On point two, ING is now passing on more of the rate hikes in order to retain deposits. The average pass-through rate during Q2 was around 20%, but that had risen to around 29% as of the date of the earnings call:
So until now, we had 20%. But with the rate increase on the Netherlands as for August 15, the tracking would be 29%.
Steven van Rijswijk, CEO ING Group, Q2 2023 Earnings Call
Lending margins also remain tight due to the fiercely competitive nature of the bank’s primary lending products, while the market might also be anticipating a future move back to lower interest rates in the Eurozone. This would eventually hit income from the replicating portfolio, but with a lag that would act to support overall NII generation in the medium-term. Management revealed that around 55% of the portfolio had a duration longer than one year, which will be reinvested at higher rates.
And going forward, we expect continued tailwind from these higher rates, given the structure of our replicating portfolio. Around 55% of the €480 billion replicating portfolio is reinvested longer than one year and we will continue to reprice at higher rates in the coming years.
Steven van Rijswijk, CEO ING Group, Q2 2023 Earnings Call
Value Case Remains Compelling
The key point to take away is that ING is already trading as if its earnings will revert back to pre-COVID levels. We know what profitability looks like in that kind of negative-rate environment: ING earned around €4.3B per annum in average net income between 2017-2021, mapping to a circa high single-digit average ROTE.
ING Group: Annual Return On Tangible Equity
That makes the current share price a fair deal. Management’s stated dividend distribution policy is 50% of net income, meaning that even if earnings collapsed back to their 2017-2021 levels you would still be looking at a yield of approximately 5%. Further, because the bank is overcapitalized the total payout ratio is planned to be above 100% out to 2025. That means investors can still expect a double-digit shareholder yield even assuming materially lower earnings.

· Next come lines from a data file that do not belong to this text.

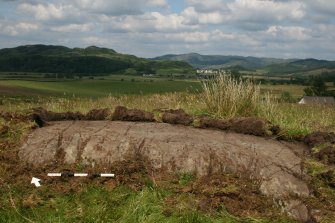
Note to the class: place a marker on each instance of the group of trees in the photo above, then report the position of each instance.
(318, 87)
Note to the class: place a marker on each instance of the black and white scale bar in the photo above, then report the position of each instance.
(80, 175)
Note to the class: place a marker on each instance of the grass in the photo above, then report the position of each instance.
(229, 97)
(122, 204)
(96, 88)
(149, 204)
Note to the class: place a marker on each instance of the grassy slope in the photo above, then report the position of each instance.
(59, 59)
(99, 88)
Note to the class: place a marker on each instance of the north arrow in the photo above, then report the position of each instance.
(36, 181)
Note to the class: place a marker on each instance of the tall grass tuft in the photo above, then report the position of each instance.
(226, 96)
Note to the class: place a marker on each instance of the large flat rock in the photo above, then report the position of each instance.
(173, 148)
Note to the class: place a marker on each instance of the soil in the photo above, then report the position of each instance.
(247, 125)
(325, 144)
(171, 149)
(244, 172)
(177, 117)
(46, 115)
(123, 114)
(98, 114)
(319, 138)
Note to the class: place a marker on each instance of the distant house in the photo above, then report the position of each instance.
(316, 100)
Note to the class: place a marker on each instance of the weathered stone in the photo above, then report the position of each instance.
(173, 148)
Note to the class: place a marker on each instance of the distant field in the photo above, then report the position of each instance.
(95, 88)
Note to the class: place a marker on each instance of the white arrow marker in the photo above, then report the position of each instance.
(36, 181)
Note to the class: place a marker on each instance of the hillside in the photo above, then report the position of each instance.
(87, 61)
(269, 66)
(218, 61)
(298, 66)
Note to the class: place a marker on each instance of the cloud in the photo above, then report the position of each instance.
(117, 8)
(17, 29)
(276, 28)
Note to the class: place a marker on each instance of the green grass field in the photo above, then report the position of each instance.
(96, 88)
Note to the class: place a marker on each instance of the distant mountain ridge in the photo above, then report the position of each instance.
(90, 60)
(220, 61)
(270, 65)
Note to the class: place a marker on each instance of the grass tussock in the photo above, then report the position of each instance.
(223, 98)
(226, 96)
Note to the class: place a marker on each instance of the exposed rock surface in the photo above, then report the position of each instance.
(277, 165)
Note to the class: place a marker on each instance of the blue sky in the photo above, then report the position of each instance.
(148, 28)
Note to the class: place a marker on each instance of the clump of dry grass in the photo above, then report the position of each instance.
(226, 96)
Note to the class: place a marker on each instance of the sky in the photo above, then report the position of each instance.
(149, 28)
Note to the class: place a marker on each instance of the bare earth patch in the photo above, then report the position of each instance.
(277, 165)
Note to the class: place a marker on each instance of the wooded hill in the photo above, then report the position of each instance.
(87, 61)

The current market-cap is €47B, while TBV stands at around €48B. So, a fairly conservative downside scenario sees the bank trade on a P/E of 11x with a ROTE that is commensurate with its current P/TBV, which is around the average during the negative rate decade:
That leaves a lot of upside should the bank actually turn out to be structurally more profitable going forward than it was in the last decade. Indeed, management is targeting a ROTE in excess of 12% by 2025. On that basis, shareholders would not only be enjoying a double-digit yield from dividends and buybacks, but also additional re-rating potential worth an extra 20% over the next couple of years.
ING may have returned 65% since initial coverage in Q2 2022, but with even a downside case looking reasonably attractive, I’m happy to stick with a Buy rating on these shares.